Listed Building – Grade II*
- Official name: Former Detached Kitchen and Dairy at Upper Dyffryn
- Designated: 19 October 2000
- Reference no.: 24150

= Upper Dyffryn House, Grosmont =

Upper Dyffryn House, Grosmont, Monmouthshire is a farmhouse dating from the early 17th century. It was built by John Gainsford, Sheriff of Monmouthshire in 1604. The farmhouse is Grade II* listed as are the dairy and kitchen which stand a little way from the main building.

==History and description==

The farmhouse was constructed in the very early 17th century, Cadw recording that the builder was almost certainly John Gainsford, who served as Sheriff in 1604. Both the exterior and the interior have been little altered subsequently. The kitchen and dairy, which comprise a separate building set a little away from the house may originally have been constructed as an independent dwelling. Its construction date is "probably contemporary" or slightly later than the farmhouse.

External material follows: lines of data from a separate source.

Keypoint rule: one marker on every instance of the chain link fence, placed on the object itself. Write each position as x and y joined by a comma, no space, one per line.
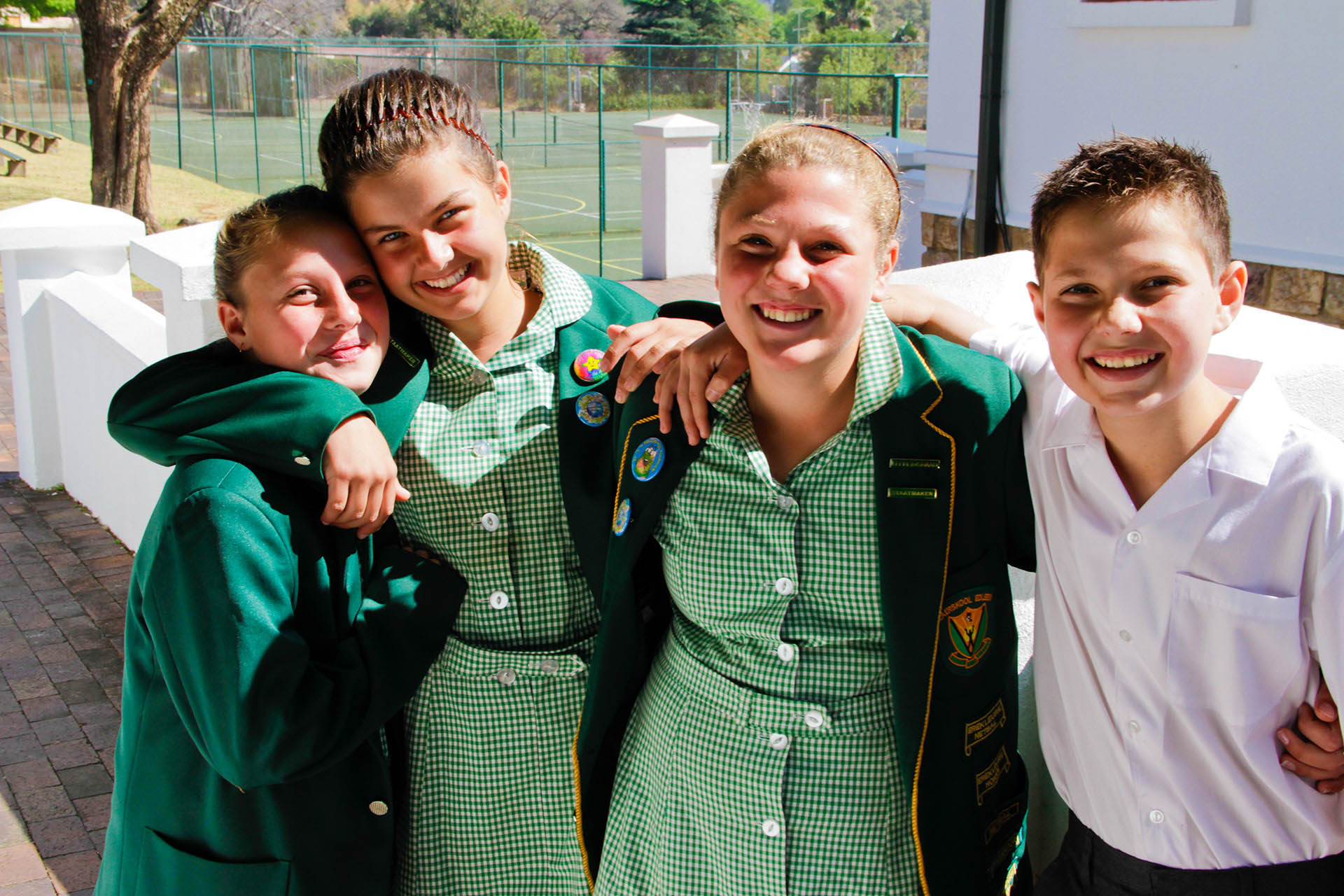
561,115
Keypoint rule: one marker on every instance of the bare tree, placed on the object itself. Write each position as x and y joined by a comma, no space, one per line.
124,45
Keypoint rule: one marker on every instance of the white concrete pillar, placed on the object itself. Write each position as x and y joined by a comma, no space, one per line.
182,264
39,242
676,162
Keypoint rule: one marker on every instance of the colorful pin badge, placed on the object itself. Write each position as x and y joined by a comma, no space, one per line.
593,409
622,517
648,460
587,365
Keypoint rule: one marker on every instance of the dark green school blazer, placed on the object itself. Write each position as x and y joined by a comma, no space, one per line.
192,403
264,654
953,511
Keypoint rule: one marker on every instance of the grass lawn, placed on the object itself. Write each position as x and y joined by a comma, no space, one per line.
65,172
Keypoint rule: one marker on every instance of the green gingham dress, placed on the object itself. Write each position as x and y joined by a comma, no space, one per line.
491,808
761,757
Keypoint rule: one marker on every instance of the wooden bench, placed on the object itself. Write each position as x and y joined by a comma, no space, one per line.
34,139
14,163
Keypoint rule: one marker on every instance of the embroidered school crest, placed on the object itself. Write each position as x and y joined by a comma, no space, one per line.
968,628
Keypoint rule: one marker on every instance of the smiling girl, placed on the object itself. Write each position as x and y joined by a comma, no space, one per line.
834,706
264,650
507,461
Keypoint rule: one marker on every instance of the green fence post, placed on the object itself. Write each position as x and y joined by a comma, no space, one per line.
214,140
252,66
70,102
895,105
601,179
176,67
46,67
499,83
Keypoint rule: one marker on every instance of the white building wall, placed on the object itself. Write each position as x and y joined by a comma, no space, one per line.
1262,99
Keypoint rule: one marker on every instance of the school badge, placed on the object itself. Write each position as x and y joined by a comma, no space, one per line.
648,460
593,409
968,626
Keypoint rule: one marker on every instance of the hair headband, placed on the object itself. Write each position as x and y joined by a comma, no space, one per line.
433,115
882,158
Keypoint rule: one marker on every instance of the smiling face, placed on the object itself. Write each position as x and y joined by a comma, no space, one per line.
312,304
797,266
1128,305
436,232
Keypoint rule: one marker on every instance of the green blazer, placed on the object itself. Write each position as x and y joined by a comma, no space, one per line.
953,512
192,405
264,654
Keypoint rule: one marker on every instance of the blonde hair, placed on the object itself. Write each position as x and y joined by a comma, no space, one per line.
803,144
394,115
252,232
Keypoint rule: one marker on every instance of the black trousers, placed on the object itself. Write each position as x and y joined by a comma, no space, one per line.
1088,867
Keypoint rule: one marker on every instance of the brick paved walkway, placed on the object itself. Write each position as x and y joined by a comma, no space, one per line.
62,613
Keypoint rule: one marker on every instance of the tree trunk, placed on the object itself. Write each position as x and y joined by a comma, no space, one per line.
122,49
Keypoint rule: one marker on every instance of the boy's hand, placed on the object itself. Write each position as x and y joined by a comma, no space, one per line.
651,346
362,486
1313,751
689,381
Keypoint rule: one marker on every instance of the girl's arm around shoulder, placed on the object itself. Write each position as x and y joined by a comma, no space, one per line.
265,696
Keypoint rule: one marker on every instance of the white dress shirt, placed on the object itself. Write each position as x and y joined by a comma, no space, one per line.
1174,640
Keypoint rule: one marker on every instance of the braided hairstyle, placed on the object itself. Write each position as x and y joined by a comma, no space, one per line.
397,115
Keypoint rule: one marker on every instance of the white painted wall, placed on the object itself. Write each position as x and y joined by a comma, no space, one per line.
1262,99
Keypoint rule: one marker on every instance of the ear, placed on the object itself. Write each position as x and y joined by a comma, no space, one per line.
503,188
1231,293
1038,302
235,327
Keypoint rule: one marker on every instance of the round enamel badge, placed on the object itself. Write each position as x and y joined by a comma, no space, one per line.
648,460
587,365
593,409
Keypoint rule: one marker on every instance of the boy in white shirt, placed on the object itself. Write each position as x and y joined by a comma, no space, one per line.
1189,539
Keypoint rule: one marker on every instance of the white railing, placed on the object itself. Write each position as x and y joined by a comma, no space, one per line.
77,333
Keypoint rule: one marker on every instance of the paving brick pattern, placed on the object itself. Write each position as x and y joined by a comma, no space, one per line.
62,614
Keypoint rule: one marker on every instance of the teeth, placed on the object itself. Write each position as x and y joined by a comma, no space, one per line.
449,281
788,317
1121,363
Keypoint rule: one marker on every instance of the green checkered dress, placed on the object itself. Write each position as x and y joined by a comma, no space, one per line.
761,758
491,802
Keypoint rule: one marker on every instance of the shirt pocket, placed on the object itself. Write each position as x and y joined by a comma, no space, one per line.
1233,652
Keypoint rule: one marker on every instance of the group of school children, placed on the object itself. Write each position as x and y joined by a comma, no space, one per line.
768,648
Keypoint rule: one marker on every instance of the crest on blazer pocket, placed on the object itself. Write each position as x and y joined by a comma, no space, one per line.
968,617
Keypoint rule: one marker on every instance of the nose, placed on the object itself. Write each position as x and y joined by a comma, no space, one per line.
790,269
436,248
1121,316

The architectural historian John Newman describes Upper Dyffryn as a "tall early 17th century farmhouse". It is two storeys high, with attics above, and constructed of Old Red Sandstone rubble. It has a stair turret and tall chimney stacks, representing "a considerable advance in layout". The dairy is also of two storeys and of rubble construction and has a "fine ovolo moulded doorway with ornate shaped door-head".

Both the farmhouse and the dairy remain in private ownership and have separate Grade II* listed building designations.